Problème, comme le confirme l’analyse, environ un auto-entrepreneur sur deux n’est pas actif économiquement. Cette réalité vient donc nuancer les 173 000 créations d’entreprises enregistrées en 2013. Cependant, la multiplication des entreprises et des emplois durant la décennie 2000-2010 a été réelle dans les soins à la personne, les services de nettoyage, les transports ou encore la fabrication de plats à emporter et la restauration mobile. Les pratiques évoluent et l’artisanat s’y adapte, bénéficiant de la forte croissance du marché de la consommation nomade. Cependant, les nombreux secteurs regroupés dans l’artisanat vivent fréquemment des réalités différentes. Ainsi, l’imprimerie, la fabrication de meubles, de machines et d’équipements sont durement impactées par la crise. En effet, malgré un nombre d’entreprises globalement stable, l’artisanat de fabrication a perdu un quart de ses emplois salariés entre 2000 et 2013, selon l’étude. Toutes activités confondues, l’artisanat a perdu 113 000 emplois salariés, mais principalement dans le BTP (71 000) et les activités de fabrication (42 000).

Le risque de ce ralentissement d’activité dans certains secteurs ? La perte d’un savoir-faire, car l’artisanat, avec ses 170 000 apprentis, est le gardien de traditions. Ces compétences rares de spécialité sont souvent nécessaires au bon fonctionnement des filières, comme le souligne l’étude, précisant même que plus d’une centaine d’activités de fabrication sont exercées par moins d’une centaine d’entreprises. Alliant croissance, emplois et traditions, l’artisanat reste un atout indéniable de notre tissu économique mais l’hétérogénéité de ce groupe le rend difficile à analyser et à soutenir efficacement.
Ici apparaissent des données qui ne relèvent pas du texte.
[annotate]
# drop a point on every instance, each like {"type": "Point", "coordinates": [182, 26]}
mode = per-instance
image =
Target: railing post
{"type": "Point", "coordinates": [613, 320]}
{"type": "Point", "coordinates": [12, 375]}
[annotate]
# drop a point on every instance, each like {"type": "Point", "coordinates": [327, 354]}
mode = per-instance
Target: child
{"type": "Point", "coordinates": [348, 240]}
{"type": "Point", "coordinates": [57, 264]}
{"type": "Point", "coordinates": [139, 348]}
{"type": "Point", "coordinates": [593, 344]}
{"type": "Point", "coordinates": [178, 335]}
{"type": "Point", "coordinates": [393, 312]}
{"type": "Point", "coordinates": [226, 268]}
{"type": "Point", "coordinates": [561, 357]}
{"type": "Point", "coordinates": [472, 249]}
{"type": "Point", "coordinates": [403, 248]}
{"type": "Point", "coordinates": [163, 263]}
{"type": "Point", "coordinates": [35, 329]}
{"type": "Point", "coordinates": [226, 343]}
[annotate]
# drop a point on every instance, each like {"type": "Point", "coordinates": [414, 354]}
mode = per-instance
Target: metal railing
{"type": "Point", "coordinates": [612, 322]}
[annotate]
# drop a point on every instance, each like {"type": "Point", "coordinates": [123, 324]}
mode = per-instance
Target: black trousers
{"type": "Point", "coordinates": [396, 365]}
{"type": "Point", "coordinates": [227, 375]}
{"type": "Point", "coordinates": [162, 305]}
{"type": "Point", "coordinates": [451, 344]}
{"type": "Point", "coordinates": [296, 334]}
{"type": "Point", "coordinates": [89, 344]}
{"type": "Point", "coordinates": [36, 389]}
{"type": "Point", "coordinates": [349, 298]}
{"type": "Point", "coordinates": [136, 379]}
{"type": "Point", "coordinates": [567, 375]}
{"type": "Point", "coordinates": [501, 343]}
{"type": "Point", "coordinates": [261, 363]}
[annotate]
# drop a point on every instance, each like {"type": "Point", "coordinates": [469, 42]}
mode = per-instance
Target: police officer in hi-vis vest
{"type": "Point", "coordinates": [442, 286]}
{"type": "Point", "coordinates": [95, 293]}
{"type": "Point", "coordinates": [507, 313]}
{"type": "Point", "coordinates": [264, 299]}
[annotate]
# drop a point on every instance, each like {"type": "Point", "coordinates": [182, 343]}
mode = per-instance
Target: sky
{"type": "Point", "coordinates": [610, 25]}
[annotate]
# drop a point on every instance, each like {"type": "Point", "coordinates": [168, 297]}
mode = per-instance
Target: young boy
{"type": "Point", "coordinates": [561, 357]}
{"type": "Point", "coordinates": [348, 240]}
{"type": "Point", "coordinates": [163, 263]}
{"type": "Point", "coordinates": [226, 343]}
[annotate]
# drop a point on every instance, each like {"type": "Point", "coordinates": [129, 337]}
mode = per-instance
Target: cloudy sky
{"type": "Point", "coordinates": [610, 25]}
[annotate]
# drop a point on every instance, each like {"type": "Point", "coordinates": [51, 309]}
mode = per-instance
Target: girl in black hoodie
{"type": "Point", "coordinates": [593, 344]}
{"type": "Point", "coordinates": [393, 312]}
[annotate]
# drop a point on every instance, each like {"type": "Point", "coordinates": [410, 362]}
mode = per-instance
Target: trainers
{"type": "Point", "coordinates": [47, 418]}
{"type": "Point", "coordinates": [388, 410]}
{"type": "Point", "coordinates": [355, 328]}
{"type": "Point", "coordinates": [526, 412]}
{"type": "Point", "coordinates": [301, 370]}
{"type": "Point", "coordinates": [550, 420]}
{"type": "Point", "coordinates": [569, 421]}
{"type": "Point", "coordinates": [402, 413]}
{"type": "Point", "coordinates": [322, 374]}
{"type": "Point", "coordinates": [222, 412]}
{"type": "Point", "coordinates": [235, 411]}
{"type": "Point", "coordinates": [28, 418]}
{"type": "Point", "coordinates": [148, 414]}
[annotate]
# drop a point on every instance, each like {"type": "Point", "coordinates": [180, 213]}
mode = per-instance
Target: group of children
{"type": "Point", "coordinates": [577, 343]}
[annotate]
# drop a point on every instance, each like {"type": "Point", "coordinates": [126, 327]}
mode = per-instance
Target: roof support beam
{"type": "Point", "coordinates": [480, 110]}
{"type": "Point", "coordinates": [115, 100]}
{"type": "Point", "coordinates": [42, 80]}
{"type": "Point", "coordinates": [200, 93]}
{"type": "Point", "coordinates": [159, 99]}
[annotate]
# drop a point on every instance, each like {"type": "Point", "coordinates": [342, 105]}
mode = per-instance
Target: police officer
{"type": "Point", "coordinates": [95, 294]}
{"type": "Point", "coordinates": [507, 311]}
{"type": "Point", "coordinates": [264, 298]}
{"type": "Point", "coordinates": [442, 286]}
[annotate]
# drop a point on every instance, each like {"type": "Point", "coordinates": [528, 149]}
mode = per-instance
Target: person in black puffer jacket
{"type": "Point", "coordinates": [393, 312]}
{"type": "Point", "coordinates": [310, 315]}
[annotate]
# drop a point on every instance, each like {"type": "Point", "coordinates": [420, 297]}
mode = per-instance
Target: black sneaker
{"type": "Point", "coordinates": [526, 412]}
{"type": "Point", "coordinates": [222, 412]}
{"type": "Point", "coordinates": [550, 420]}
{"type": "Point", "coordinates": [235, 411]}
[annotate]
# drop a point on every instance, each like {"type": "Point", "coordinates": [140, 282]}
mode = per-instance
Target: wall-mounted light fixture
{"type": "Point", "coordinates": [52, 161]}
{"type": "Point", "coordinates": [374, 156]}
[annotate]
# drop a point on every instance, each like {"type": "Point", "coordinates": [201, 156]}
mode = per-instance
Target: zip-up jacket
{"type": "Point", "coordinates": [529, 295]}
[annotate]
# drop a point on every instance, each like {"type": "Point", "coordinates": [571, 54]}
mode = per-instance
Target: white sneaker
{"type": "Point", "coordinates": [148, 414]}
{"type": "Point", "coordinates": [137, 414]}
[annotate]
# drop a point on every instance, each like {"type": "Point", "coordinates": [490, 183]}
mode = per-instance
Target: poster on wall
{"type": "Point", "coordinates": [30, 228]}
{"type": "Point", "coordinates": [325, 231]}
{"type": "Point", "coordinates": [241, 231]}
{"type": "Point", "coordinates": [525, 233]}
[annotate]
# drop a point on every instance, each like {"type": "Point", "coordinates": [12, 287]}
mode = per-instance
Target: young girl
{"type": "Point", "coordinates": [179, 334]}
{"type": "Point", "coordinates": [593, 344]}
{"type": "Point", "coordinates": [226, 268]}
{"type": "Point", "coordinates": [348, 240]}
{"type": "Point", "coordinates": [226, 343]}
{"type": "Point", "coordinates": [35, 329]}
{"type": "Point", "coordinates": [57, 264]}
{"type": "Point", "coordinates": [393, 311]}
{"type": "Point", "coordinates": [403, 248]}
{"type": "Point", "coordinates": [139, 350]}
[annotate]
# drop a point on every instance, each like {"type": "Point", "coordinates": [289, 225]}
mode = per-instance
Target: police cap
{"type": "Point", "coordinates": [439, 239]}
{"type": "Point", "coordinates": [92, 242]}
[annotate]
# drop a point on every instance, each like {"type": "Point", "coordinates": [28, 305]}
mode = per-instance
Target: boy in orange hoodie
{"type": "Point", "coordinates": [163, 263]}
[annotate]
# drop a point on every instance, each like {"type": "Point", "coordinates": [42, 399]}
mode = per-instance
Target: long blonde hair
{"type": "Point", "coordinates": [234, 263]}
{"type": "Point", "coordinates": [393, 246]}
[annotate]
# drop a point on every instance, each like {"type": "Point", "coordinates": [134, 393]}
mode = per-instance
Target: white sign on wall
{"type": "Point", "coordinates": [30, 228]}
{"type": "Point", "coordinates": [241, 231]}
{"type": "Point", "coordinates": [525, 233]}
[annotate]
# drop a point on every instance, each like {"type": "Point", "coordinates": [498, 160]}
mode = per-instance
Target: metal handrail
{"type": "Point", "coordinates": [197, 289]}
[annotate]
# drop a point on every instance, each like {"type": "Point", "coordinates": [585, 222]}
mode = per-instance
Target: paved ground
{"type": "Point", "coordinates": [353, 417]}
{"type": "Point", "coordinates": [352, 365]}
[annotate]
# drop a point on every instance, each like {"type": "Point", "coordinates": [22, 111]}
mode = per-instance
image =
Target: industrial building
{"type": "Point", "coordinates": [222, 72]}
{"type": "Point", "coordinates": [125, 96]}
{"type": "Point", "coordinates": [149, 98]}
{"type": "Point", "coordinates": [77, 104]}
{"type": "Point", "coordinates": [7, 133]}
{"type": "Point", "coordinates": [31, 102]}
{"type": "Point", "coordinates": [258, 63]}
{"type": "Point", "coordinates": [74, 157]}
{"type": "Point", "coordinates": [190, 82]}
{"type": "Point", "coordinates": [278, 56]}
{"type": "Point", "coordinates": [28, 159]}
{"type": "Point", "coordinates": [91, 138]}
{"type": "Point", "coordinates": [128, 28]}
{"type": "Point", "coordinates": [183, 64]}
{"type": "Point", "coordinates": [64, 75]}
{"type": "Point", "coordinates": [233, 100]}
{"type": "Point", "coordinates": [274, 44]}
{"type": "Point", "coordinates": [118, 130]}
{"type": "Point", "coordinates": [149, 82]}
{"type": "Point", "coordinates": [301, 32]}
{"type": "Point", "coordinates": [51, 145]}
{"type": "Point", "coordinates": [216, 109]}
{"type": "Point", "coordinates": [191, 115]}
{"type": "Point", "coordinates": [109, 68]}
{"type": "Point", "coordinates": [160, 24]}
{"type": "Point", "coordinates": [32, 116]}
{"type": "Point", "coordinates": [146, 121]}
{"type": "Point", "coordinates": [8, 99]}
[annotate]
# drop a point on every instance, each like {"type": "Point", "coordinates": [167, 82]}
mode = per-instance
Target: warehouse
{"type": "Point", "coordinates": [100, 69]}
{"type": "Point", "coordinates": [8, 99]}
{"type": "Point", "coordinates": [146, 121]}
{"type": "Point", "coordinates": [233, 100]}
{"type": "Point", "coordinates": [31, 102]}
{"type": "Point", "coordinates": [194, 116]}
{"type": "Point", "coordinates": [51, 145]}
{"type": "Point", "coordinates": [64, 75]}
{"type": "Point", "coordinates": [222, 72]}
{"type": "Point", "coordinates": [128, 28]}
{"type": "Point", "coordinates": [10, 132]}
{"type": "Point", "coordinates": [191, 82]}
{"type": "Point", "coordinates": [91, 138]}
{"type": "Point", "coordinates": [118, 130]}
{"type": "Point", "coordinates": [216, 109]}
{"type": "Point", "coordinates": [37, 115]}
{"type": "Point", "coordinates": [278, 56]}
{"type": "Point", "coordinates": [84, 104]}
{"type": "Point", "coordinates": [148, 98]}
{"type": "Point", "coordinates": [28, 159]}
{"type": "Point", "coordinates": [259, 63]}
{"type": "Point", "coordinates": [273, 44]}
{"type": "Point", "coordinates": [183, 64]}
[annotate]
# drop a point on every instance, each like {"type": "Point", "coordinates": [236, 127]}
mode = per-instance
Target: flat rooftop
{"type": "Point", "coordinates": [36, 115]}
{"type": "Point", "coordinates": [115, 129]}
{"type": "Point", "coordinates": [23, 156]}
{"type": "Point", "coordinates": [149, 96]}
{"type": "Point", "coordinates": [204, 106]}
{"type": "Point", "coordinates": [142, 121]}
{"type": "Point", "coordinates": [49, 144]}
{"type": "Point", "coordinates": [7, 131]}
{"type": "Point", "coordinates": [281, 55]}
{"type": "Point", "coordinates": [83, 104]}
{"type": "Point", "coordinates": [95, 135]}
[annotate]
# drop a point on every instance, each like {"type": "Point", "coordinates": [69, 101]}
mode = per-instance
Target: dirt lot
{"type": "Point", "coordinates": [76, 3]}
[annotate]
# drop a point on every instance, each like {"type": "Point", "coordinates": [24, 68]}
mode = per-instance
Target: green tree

1. En lien avec la Direction générale des entreprises
(DGE), l’Union professionnelle artisanale (UPA) et l’Assemblée permanente des chambres de métiers et de l’artisanat (APCMA).
2. Ce poids des micro-entreprises s’explique par le fait que la création d’entreprises artisanales est soumise à un critère de taille. Voir loi n°96-603 du 5 juillet 1996 relative au développement et à la promotion du commerce et de l’artisanat.